Four Senate Republicans bailed out Senate Majority Leader Chuck Schumer (D-NY) on Monday by voting to advance the nomination of Dr. Robert Califf as the head of the Food and Drug Administration (FDA).
The Senate voted to invoke cloture, or limit debate, to advance the confirmation of the head of the FDA for a second time.
The chamber invoked cloture 49-45 after Republicans gave Democrats enough votes to advance the Biden nominee’s confirmation.
Sens. Roy Blunt (R-MO), Susan Collins (R-ME), Lisa Murkowski (R-AK), and Mitt Romney (R-UT) voted in favor of advancing Califf’s nomination.
Califf’s nomination was controversial enough for many Democrats that Senate Democrats across the political spectrum voted against Califf, including Sens. Joe Manchin (D-WV), Maggie Hassan (D-NH), and Ed Markey (D-MA).
Manchin said, regarding Califf, “That man is horrible.”
Sen. Mike Braun (R-IN) and Manchin wrote an op-ed Monday, urging Biden to withdraw Califf’s nomination to lead the FDA. They said Califf has failed to address the opioid crisis and has strong ties to the pharmaceutical industry.
Braun and Manchin argued that it makes “absolutely no sense to install a candidate who has already led the FDA in its most senior position but failed to address this crisis in any meaningful way.”
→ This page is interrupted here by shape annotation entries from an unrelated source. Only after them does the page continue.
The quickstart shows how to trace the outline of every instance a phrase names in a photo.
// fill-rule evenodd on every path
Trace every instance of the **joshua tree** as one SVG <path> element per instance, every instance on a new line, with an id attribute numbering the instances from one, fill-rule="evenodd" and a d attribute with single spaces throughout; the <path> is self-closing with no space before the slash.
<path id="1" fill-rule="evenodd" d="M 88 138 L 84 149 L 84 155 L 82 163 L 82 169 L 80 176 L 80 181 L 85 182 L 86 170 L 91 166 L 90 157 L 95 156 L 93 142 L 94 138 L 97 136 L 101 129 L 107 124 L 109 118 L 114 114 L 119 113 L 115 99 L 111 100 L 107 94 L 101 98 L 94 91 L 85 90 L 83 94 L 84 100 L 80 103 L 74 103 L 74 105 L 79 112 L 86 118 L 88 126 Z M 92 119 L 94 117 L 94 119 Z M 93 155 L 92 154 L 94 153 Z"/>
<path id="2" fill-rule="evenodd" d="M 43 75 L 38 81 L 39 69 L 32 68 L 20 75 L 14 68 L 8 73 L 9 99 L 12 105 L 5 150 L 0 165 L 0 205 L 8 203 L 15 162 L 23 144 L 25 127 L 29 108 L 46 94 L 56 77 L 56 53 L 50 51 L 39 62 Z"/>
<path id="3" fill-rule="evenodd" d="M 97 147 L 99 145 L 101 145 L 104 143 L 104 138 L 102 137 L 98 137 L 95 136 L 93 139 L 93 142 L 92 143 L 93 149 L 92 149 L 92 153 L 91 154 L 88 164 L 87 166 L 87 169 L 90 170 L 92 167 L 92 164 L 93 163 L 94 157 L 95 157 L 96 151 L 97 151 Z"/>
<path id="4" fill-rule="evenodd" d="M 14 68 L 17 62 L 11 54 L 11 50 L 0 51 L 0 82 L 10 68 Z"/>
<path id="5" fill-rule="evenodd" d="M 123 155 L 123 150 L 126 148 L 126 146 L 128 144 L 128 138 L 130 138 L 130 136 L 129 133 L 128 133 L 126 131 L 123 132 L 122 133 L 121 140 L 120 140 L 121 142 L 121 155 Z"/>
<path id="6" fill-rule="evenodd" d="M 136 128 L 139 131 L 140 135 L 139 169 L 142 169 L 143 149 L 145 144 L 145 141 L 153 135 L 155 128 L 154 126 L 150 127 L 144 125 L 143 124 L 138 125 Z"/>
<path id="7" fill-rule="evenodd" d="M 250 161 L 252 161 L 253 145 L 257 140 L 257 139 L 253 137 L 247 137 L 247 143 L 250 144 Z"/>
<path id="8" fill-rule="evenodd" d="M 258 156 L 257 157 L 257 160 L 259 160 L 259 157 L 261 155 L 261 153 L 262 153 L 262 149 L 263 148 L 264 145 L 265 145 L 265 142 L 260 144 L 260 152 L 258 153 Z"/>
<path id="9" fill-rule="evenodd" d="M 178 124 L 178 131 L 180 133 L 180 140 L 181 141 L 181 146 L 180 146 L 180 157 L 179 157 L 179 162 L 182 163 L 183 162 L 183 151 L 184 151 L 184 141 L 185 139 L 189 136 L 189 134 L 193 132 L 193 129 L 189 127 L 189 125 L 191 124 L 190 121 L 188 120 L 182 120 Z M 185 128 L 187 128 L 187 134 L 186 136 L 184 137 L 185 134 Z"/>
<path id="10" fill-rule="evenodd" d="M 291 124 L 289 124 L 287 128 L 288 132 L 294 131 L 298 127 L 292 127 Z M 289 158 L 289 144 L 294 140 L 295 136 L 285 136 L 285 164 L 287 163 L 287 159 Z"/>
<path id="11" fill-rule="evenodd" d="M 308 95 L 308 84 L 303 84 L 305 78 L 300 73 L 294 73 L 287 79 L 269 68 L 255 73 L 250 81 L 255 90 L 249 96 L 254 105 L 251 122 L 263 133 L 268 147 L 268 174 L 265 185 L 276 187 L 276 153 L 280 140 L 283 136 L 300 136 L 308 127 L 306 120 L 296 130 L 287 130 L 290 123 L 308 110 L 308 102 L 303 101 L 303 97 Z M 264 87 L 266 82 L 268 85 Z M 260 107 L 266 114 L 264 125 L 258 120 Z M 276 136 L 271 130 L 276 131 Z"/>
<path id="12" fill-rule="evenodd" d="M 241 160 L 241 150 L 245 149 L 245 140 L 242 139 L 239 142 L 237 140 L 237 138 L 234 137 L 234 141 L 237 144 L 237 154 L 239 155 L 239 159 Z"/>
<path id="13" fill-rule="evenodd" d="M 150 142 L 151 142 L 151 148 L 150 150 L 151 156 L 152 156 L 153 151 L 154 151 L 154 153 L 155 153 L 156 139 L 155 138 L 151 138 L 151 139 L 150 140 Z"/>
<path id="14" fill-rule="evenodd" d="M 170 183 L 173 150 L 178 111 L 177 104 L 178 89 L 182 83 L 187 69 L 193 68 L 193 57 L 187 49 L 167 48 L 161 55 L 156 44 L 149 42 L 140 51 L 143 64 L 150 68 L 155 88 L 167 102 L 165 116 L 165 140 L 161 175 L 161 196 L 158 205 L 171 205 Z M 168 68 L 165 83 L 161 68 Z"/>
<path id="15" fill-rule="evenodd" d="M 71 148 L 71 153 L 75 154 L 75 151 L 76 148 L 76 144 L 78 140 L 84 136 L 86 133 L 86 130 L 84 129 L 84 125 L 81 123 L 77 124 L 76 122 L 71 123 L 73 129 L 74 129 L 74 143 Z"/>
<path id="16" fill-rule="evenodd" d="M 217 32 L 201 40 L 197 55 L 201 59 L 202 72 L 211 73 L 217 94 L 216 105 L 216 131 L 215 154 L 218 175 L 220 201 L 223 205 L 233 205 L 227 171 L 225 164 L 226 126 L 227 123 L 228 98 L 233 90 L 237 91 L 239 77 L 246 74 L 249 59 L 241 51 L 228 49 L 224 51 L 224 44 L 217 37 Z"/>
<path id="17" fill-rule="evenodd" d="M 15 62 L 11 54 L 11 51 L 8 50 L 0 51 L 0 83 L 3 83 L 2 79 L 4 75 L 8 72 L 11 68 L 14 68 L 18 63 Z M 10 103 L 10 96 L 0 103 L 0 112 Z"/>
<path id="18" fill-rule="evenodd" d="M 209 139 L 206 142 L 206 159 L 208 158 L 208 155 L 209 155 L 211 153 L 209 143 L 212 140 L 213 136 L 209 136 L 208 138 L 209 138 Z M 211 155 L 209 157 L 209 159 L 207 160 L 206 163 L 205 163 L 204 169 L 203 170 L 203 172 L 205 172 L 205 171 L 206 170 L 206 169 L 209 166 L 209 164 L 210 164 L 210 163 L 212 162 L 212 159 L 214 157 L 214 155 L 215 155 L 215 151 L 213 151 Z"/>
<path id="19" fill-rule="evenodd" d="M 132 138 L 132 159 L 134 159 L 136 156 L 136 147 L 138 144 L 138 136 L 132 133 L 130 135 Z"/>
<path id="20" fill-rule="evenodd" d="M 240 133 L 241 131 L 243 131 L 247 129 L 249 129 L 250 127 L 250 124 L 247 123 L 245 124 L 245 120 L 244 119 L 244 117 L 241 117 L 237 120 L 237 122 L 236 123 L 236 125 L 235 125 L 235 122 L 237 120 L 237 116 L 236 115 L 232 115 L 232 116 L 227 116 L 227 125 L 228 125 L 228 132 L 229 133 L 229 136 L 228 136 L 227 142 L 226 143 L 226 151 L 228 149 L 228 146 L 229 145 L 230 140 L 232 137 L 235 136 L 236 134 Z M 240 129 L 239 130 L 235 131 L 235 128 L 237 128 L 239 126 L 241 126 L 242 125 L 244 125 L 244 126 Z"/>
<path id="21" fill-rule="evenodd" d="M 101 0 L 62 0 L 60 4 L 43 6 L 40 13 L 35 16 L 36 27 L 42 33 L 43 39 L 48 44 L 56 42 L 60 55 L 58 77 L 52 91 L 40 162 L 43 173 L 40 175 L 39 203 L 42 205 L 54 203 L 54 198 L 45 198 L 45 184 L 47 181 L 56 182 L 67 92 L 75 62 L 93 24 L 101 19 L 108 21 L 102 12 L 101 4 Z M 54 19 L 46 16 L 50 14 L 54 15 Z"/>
“We need new, dedicated leadership that understands the gravity of the drug epidemic and will fight back against the greed of the pharmaceutical industry,” Braun and Manchin wrote.
The two senators wrote of his “poor record on opioids”:
The current FDA commissioner nominee, Dr. Robert Califf, has significant ties to the pharmaceutical industry, and his leadership of the FDA would take us backward, not forward. His nomination is an insult to the many families and individuals who have had their lives changed forever as a result of addiction.
During Dr. Califf’s previous tenure as FDA commissioner, drug-related overdoses went up, a clear indicator the FDA hadn’t made any necessary, meaningful changes to address the crisis facing our country. In 2016, then-Commissioner Califf announced the FDA’s plan to overhaul its opioid policies.
But between 2016 and 2017, the FDA approved five new opioids and only removed a single opioid from the market. Dr. Califf also commissioned a report on opioids, but the report failed to review the flawed enriched enrollment randomized withdrawal (EERW) methodology used to approve new opioids.
“We need an FDA commissioner who is suited to handle the public health challenges our entire country is facing. That is not Dr. Califf,” the two wrote.